Co do pulsu to śrenia wyszła 149HR, od początku zajęć poszło do poziomu około 155HR - 160HR i jakoś nie chciało zejść niżej przez całe zajęcia. RAZ zrobiłem skok w strefę HIGH i przekręciłem do 186HR ale jakoś nie musiałem się bardzo namęczyć aby osiągnąć taki puls... ;) Ciekawe dlaczego, hehe? :D Przeliczyłem "odświażanie" i tak: po 1 minucie spadek do 172HR, po 2 minutach spadek do 164HR. Mogło by być lepiej. Sprawa, która natomiast mnie zdziwiła, to mała ilość potu jaka się ze mnie "wylała" - mało jak na moje "możliwości" ale stawiam to na kanwę odpoczynu i ustabilizowana gospodarka wodna po sezonie.

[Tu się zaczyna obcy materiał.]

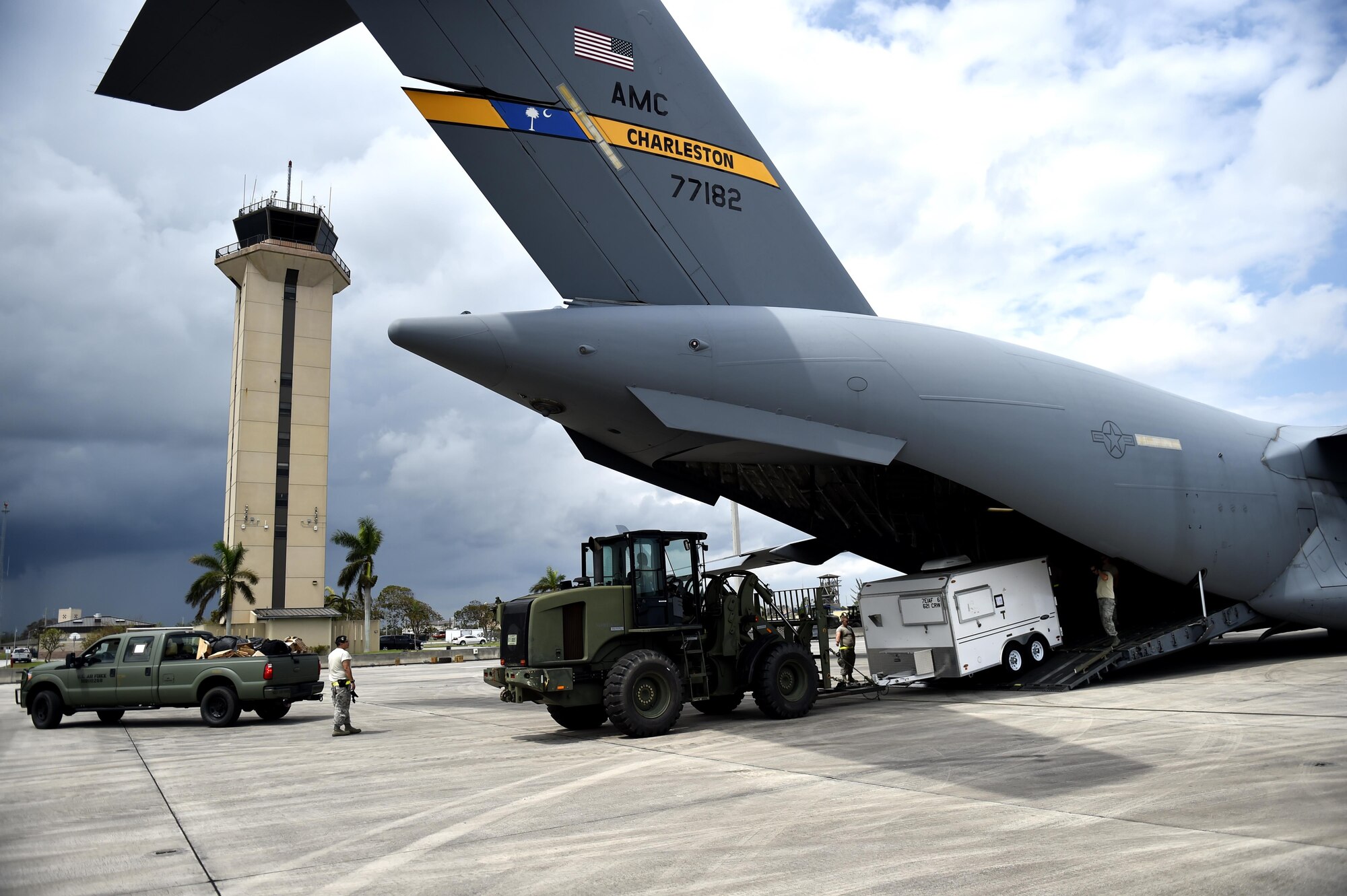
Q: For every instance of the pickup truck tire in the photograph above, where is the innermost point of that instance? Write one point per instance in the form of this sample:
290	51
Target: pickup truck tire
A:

Podsumowując, plan jaki mam do zrobienia jest rozpisany do końca kwietnia 2013:
1. od dziś do Świąt Bożego Narodzenia - Wytrzymałość
2. Styczeń - Wytrzymałość Siłowa
3. Luty - Siła / Wytrzymałość Siłowa
4. Marzec - Wytrzymałość Szybkościowa + Interwały
5. Kwiecień - Początek treningów na szosie + treningi techniczne w klubie
6. 27 Kwietnia 2012 - Start w maratonie szosowym w Trzebnicy
W miarę postępów w przygotowaniu plan będzie prawdopodbnie na bieżąco modyfikowany, o potrzebne komponenty. Dodatkowo 2 razy w tygodniu, po raz pierwszy od tego sezonu dołączam ćwiczenia na siłowni i bases po 2 x 1H. Zobaczymy co to da w sezonie. :)
Czasy w progach:
Lo (do 140HR) - 10:14
In (141HR - 169HR) - 1:20:20
Hi (od 170HR) - 15:54
Spalono: 0,25kg.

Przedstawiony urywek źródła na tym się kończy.